Trio of Tales Explores Hope in Hapless World of Have-Nots

NICKEL AND DIME; by Gary Soto; University of New Mexico Press, $29.95, 190 pages


Gary Soto has a knack for telling stories that shimmer. His latest, an interlocking series of novellas called "Nickel and Dime," focuses on three Mexican American men who live beneath the radar, outside the hyped-up realm of Internet sweepstakes, lotto fever and instant millionaires.

The protagonist of Soto's first novella, "We Ain't Asking Much," is Roberto Silva, whose days as a security guard at Oakland's Walnut Bank are numbered. But Roberto, a naive soul, doesn't comprehend his downsizing is a cost-cutting move, latching on instead to the shark-toothed bank manager's assessment of his prospects: "His life seemed to hang in delicate balance between one paycheck and the next. Now Mr. Wallace was saying he had a future, an impression he had held about himself all along."

Elated, Roberto scoops up his severance, taunts Gus, the bank's older remaining guard, and goes home anticipating the arrival of more good fortune. But like people waiting for their Publishers Clearing House checks to arrive, Roberto is sorely disappointed. He is soon evicted from his apartment and winds up in an abandoned, rodent-infested Quonset hut. Despite a series of hapless schemes that take him to the richly appointed homes of the Piedmont hills, Roberto's destiny seems to be writ large on his wasted soul--homelessness, degradation, arrest.
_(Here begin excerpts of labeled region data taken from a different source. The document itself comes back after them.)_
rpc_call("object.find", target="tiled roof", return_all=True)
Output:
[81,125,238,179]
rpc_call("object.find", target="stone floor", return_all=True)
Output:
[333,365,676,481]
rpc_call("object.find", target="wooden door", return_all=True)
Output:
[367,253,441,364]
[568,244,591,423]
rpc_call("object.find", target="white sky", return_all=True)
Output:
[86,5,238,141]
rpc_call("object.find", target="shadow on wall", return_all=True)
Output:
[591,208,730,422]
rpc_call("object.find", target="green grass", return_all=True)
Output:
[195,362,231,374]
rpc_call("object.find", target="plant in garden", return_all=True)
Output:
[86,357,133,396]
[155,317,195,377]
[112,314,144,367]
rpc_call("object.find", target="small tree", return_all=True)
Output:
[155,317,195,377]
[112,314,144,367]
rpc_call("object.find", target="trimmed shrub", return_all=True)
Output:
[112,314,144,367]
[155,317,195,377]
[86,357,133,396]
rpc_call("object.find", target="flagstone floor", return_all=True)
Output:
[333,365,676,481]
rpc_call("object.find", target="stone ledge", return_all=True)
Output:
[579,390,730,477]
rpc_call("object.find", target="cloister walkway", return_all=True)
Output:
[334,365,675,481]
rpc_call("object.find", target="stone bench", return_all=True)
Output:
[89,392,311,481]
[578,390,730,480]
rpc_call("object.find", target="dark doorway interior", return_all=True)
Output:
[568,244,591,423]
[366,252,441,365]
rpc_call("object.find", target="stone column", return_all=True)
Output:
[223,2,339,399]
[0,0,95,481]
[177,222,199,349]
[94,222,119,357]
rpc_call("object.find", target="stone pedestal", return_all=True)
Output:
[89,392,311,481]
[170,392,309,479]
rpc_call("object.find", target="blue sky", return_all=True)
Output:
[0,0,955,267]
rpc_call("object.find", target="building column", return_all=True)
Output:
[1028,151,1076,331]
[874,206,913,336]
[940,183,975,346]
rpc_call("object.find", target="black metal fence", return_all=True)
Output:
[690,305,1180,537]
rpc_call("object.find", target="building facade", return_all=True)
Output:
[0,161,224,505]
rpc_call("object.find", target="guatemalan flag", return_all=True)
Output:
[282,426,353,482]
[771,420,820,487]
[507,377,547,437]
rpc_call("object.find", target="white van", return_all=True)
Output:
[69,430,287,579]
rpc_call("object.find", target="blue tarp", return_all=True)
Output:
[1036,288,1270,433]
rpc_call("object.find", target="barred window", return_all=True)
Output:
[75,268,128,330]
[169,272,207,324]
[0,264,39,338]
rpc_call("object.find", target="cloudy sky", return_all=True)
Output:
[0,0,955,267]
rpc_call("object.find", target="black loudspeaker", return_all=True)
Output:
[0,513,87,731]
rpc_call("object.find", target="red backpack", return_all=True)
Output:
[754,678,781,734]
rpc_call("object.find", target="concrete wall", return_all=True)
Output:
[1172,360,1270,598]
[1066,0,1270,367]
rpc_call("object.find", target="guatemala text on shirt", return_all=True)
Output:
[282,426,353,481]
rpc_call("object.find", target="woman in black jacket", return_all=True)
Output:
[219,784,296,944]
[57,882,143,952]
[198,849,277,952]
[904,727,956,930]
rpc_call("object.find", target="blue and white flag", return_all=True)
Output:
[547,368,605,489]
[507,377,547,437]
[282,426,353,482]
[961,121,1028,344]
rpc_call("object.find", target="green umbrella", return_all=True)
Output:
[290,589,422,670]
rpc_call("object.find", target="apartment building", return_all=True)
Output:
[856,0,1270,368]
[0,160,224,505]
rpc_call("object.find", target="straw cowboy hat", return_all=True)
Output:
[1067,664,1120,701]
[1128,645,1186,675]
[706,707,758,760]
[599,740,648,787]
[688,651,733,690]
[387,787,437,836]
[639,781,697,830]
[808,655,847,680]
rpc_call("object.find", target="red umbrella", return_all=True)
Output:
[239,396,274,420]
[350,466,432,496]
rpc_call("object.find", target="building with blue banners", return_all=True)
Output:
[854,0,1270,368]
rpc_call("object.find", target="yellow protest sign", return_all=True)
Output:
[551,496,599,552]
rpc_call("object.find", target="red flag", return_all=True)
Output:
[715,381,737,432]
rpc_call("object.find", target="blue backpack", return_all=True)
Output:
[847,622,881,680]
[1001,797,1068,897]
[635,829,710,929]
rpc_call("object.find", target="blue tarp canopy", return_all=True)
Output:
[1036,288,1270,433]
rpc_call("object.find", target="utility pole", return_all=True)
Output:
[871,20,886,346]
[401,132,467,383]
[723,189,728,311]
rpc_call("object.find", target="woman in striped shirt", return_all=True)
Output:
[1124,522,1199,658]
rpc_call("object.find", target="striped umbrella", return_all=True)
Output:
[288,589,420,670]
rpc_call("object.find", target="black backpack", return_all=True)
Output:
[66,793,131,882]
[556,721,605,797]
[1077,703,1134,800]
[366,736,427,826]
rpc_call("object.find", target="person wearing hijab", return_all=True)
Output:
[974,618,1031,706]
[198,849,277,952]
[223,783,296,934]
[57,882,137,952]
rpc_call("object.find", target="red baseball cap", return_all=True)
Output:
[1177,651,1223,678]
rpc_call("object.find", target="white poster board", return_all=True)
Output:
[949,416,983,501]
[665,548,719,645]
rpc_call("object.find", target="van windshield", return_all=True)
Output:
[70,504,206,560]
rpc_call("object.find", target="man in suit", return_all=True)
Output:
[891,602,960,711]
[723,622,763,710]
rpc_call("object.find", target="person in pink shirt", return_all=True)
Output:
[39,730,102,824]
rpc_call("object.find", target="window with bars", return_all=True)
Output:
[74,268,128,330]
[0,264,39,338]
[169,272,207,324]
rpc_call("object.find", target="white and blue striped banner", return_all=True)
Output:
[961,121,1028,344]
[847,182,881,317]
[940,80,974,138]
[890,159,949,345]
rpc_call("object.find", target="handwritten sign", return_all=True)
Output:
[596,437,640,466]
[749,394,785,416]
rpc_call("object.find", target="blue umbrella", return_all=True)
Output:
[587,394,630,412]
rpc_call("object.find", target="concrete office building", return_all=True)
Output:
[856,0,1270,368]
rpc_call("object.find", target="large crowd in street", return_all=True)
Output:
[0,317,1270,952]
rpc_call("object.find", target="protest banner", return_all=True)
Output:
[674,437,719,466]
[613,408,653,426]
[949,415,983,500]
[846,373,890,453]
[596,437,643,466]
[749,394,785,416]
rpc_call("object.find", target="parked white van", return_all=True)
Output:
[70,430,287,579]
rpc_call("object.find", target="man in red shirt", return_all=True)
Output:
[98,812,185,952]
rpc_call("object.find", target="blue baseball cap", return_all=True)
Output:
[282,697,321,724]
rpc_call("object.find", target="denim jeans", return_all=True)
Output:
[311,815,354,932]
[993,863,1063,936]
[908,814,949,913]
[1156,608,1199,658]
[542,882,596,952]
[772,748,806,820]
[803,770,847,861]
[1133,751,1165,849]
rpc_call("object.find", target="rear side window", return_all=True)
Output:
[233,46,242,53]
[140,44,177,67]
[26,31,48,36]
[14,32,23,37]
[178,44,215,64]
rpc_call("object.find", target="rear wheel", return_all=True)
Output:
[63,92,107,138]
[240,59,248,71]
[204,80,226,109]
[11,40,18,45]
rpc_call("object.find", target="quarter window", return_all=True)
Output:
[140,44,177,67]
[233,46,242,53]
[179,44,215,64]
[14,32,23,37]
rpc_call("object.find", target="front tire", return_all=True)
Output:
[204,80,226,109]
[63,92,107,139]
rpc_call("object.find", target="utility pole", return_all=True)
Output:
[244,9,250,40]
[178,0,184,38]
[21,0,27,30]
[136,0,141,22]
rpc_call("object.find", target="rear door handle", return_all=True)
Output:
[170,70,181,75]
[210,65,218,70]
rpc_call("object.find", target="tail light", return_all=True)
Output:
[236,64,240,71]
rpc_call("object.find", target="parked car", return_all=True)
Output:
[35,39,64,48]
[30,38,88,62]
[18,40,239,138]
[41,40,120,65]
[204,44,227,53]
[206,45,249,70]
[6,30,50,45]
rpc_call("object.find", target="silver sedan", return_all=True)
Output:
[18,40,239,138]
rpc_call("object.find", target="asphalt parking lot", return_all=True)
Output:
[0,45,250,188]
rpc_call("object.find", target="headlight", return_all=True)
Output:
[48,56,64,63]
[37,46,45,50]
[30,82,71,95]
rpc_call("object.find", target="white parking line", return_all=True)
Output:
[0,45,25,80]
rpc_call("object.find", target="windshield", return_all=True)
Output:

The second novella, "Literary Life," is set several months later. Roberto, still hopeful, encounters Silver Mendez when the two men share a mattress outside the condo of one of Silver's erstwhile Chicano activist friends, now a yuppito photographer. Silver and Roberto Silva share not only the echo of a monetary name but also a growing sense that, despite differences in education and backgrounds, they are indeed kindred spirits.

And while Silver's mediocre poetry would appear far from the author's own accomplishments (which include a dozen poetry books, 14 prose collections and two plays), Soto captures his bitterness and longing for "normalcy" with sensitivity and insight: "Silver wished he could join the shoppers . . . buy something frivolous, a single rose or an ice cream cone. He was tired of his years of drifting. He aimed to change his life since his kind--those devoted to the Chicano movimiento--were disappearing. He had lost 13 pounds to prove that he was disappearing."

Although at times extremely funny, "Nickel and Dime" does not spare the reader the caustic realities of these men's lives. For them, hope comes in small packages, the smallest but most transcendent of which belongs to the aging guard at Walnut Bank. In "The Untimely Passing of the Clock Radio," the book's third section, Soto brings us full circle to consider Gus, who waits patiently for retirement, "his patience a sort of gift for not wanting much from life."

Yet life holds many surprises for this highly moral, quietly heroic man, not the least of which is the return of Roberto, who he takes in in an act of charity that is redemptive as well as moving: "Wasn't it true that Guadalupe Contreras had allowed [Gus] to stay at his apartment when he first arrived from Mexico? Who could say he was stingy and without concern for a fellow Latino? [Gus] chewed a thumbnail to a bloody wound in discovering this, his own tenderness."

In the hands of a lesser writer, "Nickel and Dime" could have been a screed against the haves by the have-nots. But Soto, through a poetic sensibility that has earned him praise--including Guggenheim and NEA fellowships--allows his truths to emerge more organically, his characters to shine all the brighter when viewed against the backdrop of our time-honored, often ruinous obsession with getting and having.